During the holiday season, department stores, catalog retailers and The Swiss Colony aren't the only businesses anxiously queuing up for a slice of the fourth-quarter pie, i.e. your holiday wallet. Been grocery shopping lately?
What a difference a few days makes! By November 2, Halloween's candy displays have given way to a maze of buy-me buy-me holiday foodstuffs.
No more straight shots down the aisle. Even in the dog food aisle, shoppers must dodge flimsy cardboard displays of holiday this-n-that. Formerly well-mannered spices abandon their tidy shelves and tower in unsteady stacks at odd corners.

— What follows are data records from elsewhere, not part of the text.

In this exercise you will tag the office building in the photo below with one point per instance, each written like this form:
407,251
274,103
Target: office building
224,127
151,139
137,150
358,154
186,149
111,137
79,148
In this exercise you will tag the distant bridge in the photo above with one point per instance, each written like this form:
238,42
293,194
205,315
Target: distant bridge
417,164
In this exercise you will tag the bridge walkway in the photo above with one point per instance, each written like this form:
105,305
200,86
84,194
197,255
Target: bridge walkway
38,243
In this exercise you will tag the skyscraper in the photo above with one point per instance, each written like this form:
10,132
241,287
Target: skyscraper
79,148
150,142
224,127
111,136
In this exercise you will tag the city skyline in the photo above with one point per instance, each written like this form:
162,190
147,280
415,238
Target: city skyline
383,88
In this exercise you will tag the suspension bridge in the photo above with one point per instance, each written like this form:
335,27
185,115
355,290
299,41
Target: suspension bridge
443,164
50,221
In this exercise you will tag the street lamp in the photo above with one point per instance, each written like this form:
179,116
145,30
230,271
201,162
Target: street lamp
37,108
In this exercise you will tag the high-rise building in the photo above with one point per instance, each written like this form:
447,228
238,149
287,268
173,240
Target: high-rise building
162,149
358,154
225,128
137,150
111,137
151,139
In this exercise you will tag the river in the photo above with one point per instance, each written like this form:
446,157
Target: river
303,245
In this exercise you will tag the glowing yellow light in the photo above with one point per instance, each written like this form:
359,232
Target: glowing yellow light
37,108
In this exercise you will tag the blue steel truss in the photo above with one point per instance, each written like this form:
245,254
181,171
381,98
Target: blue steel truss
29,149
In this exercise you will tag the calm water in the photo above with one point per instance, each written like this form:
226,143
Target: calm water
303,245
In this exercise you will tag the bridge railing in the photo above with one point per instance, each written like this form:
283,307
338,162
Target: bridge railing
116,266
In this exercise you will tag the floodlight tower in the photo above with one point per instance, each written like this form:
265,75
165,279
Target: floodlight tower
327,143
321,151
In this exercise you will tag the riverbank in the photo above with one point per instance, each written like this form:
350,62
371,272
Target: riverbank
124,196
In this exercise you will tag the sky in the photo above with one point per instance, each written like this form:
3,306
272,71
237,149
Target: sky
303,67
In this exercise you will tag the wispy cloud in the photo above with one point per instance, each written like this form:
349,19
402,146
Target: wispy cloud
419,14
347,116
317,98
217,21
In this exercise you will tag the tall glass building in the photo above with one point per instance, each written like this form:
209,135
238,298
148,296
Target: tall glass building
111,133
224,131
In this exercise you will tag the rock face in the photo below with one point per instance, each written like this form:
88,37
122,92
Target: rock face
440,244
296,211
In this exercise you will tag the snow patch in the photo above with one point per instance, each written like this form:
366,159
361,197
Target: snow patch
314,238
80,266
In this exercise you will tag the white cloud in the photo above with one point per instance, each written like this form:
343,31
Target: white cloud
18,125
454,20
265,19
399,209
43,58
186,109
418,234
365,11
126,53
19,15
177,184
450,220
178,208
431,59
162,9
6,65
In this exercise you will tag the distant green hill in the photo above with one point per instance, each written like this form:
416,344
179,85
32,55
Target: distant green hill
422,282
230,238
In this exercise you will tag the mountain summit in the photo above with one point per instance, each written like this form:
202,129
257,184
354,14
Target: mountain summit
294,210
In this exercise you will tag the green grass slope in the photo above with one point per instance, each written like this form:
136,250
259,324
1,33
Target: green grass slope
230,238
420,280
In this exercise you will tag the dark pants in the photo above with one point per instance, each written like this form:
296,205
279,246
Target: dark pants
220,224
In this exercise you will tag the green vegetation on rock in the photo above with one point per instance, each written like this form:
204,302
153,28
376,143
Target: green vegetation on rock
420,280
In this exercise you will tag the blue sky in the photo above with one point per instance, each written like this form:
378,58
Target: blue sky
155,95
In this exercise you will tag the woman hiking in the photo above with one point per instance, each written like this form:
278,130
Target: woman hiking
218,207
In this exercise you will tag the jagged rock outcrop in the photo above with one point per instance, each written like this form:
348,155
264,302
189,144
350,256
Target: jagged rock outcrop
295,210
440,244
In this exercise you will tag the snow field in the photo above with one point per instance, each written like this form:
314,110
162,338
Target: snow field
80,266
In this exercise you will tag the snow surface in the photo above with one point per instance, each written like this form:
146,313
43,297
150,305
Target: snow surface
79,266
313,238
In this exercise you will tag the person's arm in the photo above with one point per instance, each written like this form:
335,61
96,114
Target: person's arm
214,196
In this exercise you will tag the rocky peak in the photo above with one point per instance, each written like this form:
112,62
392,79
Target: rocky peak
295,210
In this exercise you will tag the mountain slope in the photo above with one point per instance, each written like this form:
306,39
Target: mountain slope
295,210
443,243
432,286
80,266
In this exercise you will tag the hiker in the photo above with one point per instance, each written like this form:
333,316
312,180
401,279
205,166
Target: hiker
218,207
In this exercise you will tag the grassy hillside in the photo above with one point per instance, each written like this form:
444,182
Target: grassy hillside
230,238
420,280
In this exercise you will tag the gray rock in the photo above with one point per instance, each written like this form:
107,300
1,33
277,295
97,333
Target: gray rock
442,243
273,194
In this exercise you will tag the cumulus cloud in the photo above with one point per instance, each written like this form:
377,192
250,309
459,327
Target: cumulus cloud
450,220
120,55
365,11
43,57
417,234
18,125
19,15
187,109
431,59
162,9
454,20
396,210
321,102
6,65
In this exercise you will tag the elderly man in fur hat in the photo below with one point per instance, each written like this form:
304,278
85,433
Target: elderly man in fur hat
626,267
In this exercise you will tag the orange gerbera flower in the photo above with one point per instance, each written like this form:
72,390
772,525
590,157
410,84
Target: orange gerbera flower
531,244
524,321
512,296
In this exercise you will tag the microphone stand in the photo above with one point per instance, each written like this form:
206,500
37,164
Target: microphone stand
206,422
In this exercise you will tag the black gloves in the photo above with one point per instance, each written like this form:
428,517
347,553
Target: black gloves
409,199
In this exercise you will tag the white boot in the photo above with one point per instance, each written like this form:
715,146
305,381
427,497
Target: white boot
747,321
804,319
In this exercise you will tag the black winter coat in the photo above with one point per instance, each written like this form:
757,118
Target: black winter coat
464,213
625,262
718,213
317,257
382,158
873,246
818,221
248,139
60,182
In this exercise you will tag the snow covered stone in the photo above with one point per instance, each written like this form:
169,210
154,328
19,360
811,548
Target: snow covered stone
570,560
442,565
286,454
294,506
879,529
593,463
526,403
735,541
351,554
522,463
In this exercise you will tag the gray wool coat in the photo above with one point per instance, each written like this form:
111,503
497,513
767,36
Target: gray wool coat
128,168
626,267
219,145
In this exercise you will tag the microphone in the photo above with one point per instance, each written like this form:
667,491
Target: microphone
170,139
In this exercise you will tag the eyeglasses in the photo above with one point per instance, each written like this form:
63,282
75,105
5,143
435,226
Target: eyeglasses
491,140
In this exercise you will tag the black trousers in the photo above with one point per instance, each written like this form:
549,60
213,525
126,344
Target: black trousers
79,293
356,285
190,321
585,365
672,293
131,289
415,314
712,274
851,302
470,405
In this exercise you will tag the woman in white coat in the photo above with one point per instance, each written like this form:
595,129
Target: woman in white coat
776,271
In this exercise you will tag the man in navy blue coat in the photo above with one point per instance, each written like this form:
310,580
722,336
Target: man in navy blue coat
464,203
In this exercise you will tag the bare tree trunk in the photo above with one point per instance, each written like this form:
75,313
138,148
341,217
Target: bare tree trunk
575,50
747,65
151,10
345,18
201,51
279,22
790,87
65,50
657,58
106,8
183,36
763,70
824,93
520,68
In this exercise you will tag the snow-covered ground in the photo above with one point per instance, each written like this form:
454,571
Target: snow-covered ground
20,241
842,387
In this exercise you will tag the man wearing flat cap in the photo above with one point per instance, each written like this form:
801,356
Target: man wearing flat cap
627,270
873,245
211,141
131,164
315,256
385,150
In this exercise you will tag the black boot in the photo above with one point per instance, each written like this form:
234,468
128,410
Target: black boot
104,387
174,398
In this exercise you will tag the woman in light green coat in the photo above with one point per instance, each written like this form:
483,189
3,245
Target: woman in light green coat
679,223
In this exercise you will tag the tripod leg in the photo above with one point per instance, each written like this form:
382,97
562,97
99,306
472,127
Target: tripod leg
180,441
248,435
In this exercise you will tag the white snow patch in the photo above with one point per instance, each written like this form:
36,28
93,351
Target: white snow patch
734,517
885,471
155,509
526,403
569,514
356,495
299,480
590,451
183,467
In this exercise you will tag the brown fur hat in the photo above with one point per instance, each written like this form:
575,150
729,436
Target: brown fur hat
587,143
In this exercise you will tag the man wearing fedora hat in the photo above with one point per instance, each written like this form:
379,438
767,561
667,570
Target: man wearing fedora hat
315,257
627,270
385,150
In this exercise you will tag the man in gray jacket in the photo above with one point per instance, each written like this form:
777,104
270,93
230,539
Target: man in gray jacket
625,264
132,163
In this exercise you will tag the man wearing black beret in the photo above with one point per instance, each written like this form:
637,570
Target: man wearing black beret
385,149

Holiday paper goods, holiday turkey pans, holiday stuffing mix, even holiday toilet tissue force shopping carts into desperate evasive maneuvers down every aisle.
It's those grocery guys. They want your money. If you shop wisely, you can fund your family's holiday meals for less than you think--and for lots less than the grocery guys want you to spend!
How? By understanding how to play the Grocery Game. You must get inside the heads of those very same grocery guys.
Food and the holidays go hand-in-hand. Holiday cooking magazines are among the first signs of an approaching holiday season. Sumptuous desserts, winsome cookies, glowing turkeys warm our images of Thanksgiving, Christmas and the New Year.
"Frugal" holiday meals? Something of a conundrum, isn't it? The very nature of holiday meals is to express the value of abundance.